La Grande Muraille de Chine, le Taj Mahal en Inde, la baie d’Halong au Vietnam… Autant de merveilles naturelles ou architecturales, dont l’imaginaire surgit en un éclair à la simple évocation de l’Asie. Mais ces images d’Épinal ne sont pas épargnées par les maux de notre siècle au rang desquels tourisme intempestif, changement climatique et pollution. Dans cette nouvelle série, Asialyst se penche sur le sort d’une poignée de ces « merveilles menacées ». Une sélection subjective de quelques sites emblématiques face aux défis du XXIe siècle avec, en ligne de mire, la perspective de les surmonter.

Carte des merveilles menacées d'Asie retenues par Asialyst et localisation de la Baie d'Halong, au Vietnam.
Carte des merveilles menacées d'Asie retenues par Asialyst et localisation de la Baie d'Halong, au Vietnam.

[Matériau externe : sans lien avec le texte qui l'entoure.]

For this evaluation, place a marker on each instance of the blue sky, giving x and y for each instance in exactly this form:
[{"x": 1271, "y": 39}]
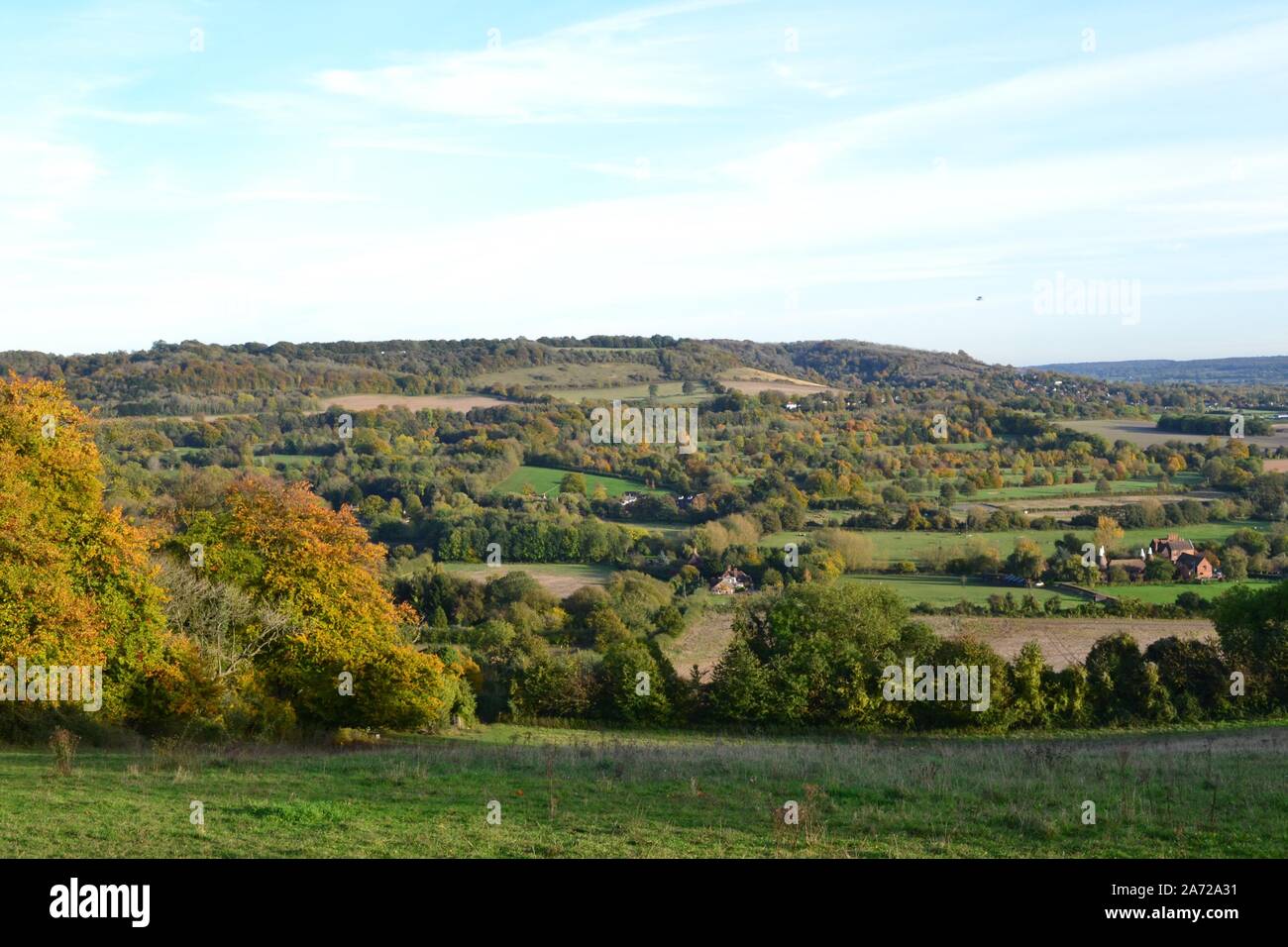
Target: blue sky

Un lieu atypique et historiquement symbolique

Pour les Vietnamiens, la baie d’Halong est tout d’abord une légende : « Hạ Long » signifie « descente du Dragon » en ancien vietnamien. Ce dernier serait intervenu dans la baie pour y domestiquer les courants marins qui se seraient rebellés contre lui. Les mouvements de sa queue auraient entaillé les montagnes, qui auraient alors plongé dans la mer et provoqué une montée des eaux. Seuls les sommets les plus élevés seraient restés visibles. Une anecdote qui ne manque pas de renvoyer directement à la légende initiale du pays, qui suppose que le peuple vietnamien est né de l’union d’une fée et d’un dragon.

Si l’on quitte le champ du mythe, Hạ Long pourrait être né d’un processus géomorphologique exceptionnel, venant de l’érosion d’un plateau calcaire il y a quelques millions d’années. Les remous provoqués par les tempêtes ne laissant place qu’aux roches les plus dures. C’est grâce à cette nature hors du commun, relativement peu dégradée, que la baie a pu trouver sa place au patrimoine mondial de l’UNESCO en 1994. L’activité humaine y était certes limitée avant que le pays ne s’ouvre au tourisme. Car sur la baie d’Halong, on ne trouve que 4 petits villages flottants et une poignée d’îles habitées.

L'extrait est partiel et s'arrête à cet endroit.